Face à une campagne atone en vue des législatives, où le nouveau gouvernement Borne ne suscite pas d’enthousiasme, Gérald Darmanin vient de faire lâcher une petite bombe. Le dépassement de vitesse, en dessous de 5 km/h, n’entrainerait plus de perte de points de permis.

C’est une petite bombe électorale, car c’est une proposition très fortement audible auprès d’un électorat qui est bien davantage acquis à Marine Le Pen qu’à Emmanuel Macron. Il ne faut jamais oublier que la crise des Gilets jaunes est née de la voiture, pas seulement du prix de l’essence. La baisse de la limitation à 80 km/h, sur les routes nationales, avait tassé la poudre de la crise sociale dans le baril, la taxe carbone n’a été que l’étincelle qui a tout fait exploser. Certains diront (à raison) que c’est démagogique et irresponsable, et qu’on porte atteinte à la sécurité routière, où parfois, le simple signal envoyé suffit, pour que les comportements se relâchent.

C’est là qu’on voit ce qu’est réellement « faire de la politique », c’est savoir trancher, et annoncer des mesures qui ont de réels inconvénients, mais dont les avantages, à l’instant T, sont plus importants. Oui, cette annonce est mauvaise pour la politique de sécurité routière (et on pourrait le payer par une remontée du nombre de morts et de blessés sur les routes). Mais à trois semaines des élections législatives, c’est aussi la seule mesure à peu près audible, qui puisse amener des électeurs du RN à se poser des questions sur leur vote (notamment au second tour, en cas d’absence de candidat RN).

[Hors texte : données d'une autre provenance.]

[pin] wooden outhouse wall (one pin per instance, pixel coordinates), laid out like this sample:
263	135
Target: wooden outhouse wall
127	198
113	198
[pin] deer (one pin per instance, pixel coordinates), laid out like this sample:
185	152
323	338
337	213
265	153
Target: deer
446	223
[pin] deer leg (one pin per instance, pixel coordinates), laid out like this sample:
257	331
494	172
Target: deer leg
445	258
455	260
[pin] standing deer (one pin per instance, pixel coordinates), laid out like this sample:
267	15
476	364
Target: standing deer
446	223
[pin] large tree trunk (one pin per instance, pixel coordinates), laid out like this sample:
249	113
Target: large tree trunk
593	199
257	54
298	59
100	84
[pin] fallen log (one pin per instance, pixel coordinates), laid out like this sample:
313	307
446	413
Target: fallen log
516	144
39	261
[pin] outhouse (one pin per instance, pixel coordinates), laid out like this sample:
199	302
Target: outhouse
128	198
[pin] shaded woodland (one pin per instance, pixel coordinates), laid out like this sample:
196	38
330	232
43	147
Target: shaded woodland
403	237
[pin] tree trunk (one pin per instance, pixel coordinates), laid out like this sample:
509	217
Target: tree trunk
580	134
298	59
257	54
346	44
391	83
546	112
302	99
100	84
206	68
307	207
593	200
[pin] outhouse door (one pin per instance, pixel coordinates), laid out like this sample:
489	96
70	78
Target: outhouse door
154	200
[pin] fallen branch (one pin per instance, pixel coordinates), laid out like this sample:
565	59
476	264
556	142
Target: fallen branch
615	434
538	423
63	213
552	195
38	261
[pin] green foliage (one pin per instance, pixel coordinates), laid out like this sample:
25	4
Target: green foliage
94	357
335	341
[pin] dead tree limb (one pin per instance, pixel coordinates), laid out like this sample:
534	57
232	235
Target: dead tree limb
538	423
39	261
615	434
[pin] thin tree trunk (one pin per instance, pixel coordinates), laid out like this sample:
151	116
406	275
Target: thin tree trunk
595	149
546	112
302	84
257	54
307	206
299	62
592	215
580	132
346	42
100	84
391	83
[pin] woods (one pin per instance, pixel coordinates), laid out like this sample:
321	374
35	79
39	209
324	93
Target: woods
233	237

De plus, c’est amené par la bande, un « off » venu du ministère de l’Intérieur (à n’en pas douter un proche du ministre), donc à la fois crédible, tout en pouvant être démenti au besoin, par les étages supérieurs, si jamais le tollé est tel que le bénéfice coût/avantage devient négatif.

C’est aussi une petite bombe politique, car on peut tout à fait imaginer que cette annonce a été lancée sans prévenir Matignon auparavant, avec une Première ministre qui se retrouve devant le fait accompli. Moins de deux semaines après sa nomination, Darmanin, l’un des ministres les plus politiques du gouvernement, commence déjà à tester les limites, celle du pouvoir d’Élisabeth Borne et l’étendue des initiatives qu’il peut prendre.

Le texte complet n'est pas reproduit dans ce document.